Robert Neumann: "Die Kinder von Wien"
Die
kurze Zeit der Ewigkeit
Das Jahr 1945/46 in Wien. Einige Kinder hausen elternlos in einer
Kellerruine, bis durch Zufall ein Militärpfarrer der
us-amerikanischen Alliierten zu ihnen vordringt und sie aus diesem
"gemütlichen Inferno" retten will.
Mehr als dreißig Jahre nach seinem Tod ist der Prosaist,
politische Publizist, Parodist und
"P.E.N."-Vizepräsident Robert Neumann (1897-1975), der zu
Lebzeiten wohl mehr Feinde als Freunde hatte, weitestgehend unbekannt.
Seine Mischung aus Witz, Spott und Angriffslust, seine "Sprachmaskenvirtuosität"

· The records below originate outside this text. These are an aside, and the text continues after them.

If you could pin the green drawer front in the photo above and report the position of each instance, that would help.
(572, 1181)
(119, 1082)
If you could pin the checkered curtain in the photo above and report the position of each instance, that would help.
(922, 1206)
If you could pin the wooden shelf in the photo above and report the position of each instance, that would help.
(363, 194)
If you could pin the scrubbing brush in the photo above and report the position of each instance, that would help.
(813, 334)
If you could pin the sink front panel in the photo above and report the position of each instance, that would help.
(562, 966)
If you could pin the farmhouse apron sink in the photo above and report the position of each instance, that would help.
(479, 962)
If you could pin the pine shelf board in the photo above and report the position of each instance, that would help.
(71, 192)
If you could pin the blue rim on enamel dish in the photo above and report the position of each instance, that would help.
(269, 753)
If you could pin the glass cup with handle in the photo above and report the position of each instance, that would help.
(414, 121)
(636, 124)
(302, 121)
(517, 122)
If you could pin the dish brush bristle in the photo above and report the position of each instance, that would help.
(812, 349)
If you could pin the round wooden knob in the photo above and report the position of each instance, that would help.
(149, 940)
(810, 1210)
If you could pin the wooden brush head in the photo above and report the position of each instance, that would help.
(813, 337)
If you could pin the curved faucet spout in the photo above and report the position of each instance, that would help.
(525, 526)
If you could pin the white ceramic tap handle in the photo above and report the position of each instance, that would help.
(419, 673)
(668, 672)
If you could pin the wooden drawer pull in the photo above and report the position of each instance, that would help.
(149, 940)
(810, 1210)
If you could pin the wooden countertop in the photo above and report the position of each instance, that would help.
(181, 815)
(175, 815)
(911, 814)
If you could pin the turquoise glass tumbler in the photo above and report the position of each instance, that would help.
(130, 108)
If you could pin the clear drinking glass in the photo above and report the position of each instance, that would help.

- wie sie Ulrich Weinzierl in seinem Nachwort bezeichnet - sind leider
in Vergessenheit geraten. Erst in jüngster Zeit beginnt man
sich - vor allem in seinem Heimatland Österreich - wieder an
diesen produktiven Autor zu erinnern und sich mit ihm zu
beschäftigen.
Seine Parodiensammlung "Mit fremden Federn" begeisterte gar Thomas Mann
- obwohl eines der betroffenen "Opfer" in diesem Buch. "Ihr
Buch, das von witzigster Kunst strotzt, wird großen Erfolg
haben oder hat ihn wohl schon", bescheinigte ihm der
"Prophet" und sollte recht behalten. Obwohl das Exil seinen Aufstieg
als Schriftsteller jäh unterbrach und er von vorn beginnen
musste, reüssierte Robert Neumann gleichfalls als
englischsprachiger Autor.
Auch privat war der Sohn eines jüdischen Bankdirektors eine
schillernde Figur. Als Frauenheld verschrieen, (Neumann war viermal
verheiratet), galt er als Intrigant und Querulant.
Auf Englisch erschien 1946 der vorliegende Roman "Die Kinder von Wien"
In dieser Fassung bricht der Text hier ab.